Thursday, November 01, 2007 by Peter Schofield

Compared to the number of people who email me directly, there's relatively few people who post their experiences in this comment section, so you won't really have an appreciation of just how many people agree with you on this.

The feedback from HRs empathises with the recruiter position,funnily enough, but then asks "what the hell are we supposed to do, we get 10+ calls every day from recruiters trying to peddle their wares?!".

The answer to this little conundrum lies with a good RPO type service, of course - but many of those I've encountered have represented little more than shifting the payroll costs from the employer onto the RPO company, then sticking a matrix in place with some tracking software.

The FDs and HRDs love it because it makes the numbers look better and takes the flak off the HR department in terms of resourcing the business.

It would be a rather different picture of any of these employers figured out their 'Cost of Bad Recruitment' column in the accounts - but then have turkey's ever voted for Christmas?

Tuesday, October 30, 2007 by Angus

I've been through exactly the same thing as the recruiter you refer to many times but here's one of my favourites - the Sales Director of this particular company thought the candidate I approached him with sounded excellent - "spot on for our expanded Sales Manager's role" - he was a Sales Manager of capital equipment, low volume admittedly but very high margins per sale plus maintenance contract bundles as well. In fact the Sales Director had lost out to this candidate personally on a big ticket deal earlier in the year although he didn't know the candidate by name. I was told to go through HR. The HR Officer wouldn't put me through to the HR Manager - "you're not on our PSL so she won't talk to you." Eventually I got through to the HR Manager who said the vacancy was being run by Head Office but she wouldn't tell me who the HRD was because I wasn't on the PSL.
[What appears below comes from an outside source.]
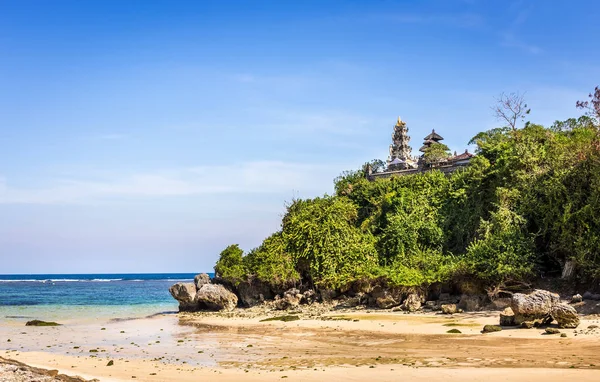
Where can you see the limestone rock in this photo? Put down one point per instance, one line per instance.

I finally tracked the HRD down and he said he wouldn't - not couldn't - wouldn't accept the candidate from me because I wasn't on the PSL - however I could ask the candidate to apply direct to him. When I replied "So you're deciding on behalf of the company that despite this candidate potentially being a considerable revenue generator for your business and despite the Sales Director telling me to go through you that you will not accept the candidate's application through me?" To which he replied "Yes - but our PSL comes up for review in 4 months - I can include you on the revised list to review then if you want?" Errr no thanks. So I placed the candidate with one of their competitors - full fee - no messing about - and I'd never worked with their competitor before. The candidate I placed has since given me a number of other roles to work on and he has grown his own team from two to five Sales Execs across Europe so he must be doing pretty well. I once heard of a Global Automotive OEM that had 112 recruiters on it's PSL for the UK alone - what's that all about?!